Joint Objective and Subjective Fuzziness Denoising for Multimodal Sentiment Analysis

Xun Jiang, Xing Xu, Huimin Lu, Lianghua He, Heng Tao Shen

Published: 01 Jan 2025, Last Modified: 06 Mar 2025IEEE Trans. Fuzzy Syst. 2025EveryoneRevisionsBibTeXCC BY-SA 4.0

Abstract: Multimodal sentiment analysis (MSA) aims at teaching computers or robotics to understand human sentiment with diverse multimodal signals, including audio, vision, and text. Current MSA approaches primarily concentrate on devising fusion strategies for multimodal signals and trying to learn better multimodal joint representations.

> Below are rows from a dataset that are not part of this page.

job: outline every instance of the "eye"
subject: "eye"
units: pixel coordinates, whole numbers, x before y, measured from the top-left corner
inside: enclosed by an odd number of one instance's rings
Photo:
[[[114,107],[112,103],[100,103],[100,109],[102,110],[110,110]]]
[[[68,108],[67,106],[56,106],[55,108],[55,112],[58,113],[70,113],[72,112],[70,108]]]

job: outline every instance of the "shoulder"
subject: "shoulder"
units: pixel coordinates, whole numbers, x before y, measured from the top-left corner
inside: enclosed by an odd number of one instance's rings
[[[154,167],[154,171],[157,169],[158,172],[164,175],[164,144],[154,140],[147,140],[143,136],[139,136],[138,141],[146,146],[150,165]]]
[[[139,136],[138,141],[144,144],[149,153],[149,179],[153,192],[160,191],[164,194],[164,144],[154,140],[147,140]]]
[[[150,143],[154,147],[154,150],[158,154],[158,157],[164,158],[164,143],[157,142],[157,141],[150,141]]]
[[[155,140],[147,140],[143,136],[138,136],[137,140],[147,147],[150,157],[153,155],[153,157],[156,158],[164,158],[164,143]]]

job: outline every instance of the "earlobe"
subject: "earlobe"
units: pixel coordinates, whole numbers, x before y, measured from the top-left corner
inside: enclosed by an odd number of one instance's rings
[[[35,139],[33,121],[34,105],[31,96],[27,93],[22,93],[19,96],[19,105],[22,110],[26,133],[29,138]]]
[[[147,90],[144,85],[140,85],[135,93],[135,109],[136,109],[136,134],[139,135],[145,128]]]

However, employing multimodal signals directly is not appropriate since the human psychological states are fuzzy and cannot be categorized easily, which undermines the effectiveness of existing methods. In this article, we regard the natural fuzziness of human sentiments can be observed as two types as follows: 1) objective fuzziness introduced by human expression and 2) subjective fuzziness caused by the complexity of human affection. Based on the assumption, we proposed a novel method termed Joint Objective and Subjective Fuzziness Denoising (JOSFD), which introduced fuzzy logic into the multimodal fusion process and sentiment decision process to overcome the objective and subjective fuzziness. Specifically, our JOSFD method contains two key modules as follows: 1) modality-specific fuzzification module leveraging uncertainty estimation and fuzzy logic to overcome the influence of objective fuzziness in different modalities in multimodal fusion. 2) Attitude-intensity representation disentangling that learns joint representations for human attitude and sentiment strength separately and further employs fuzzy logic to decide the sentiment analysis results. We evaluate our proposed JOSFD method on the following three widely used MSA benchmark datasets: 1) CMU-MOSI, 2) CMU-MOSEI, and 3) CH-SIMS. Extensive experiments demonstrate our proposed JOSFD method outperforms recent state-of-the-art methods.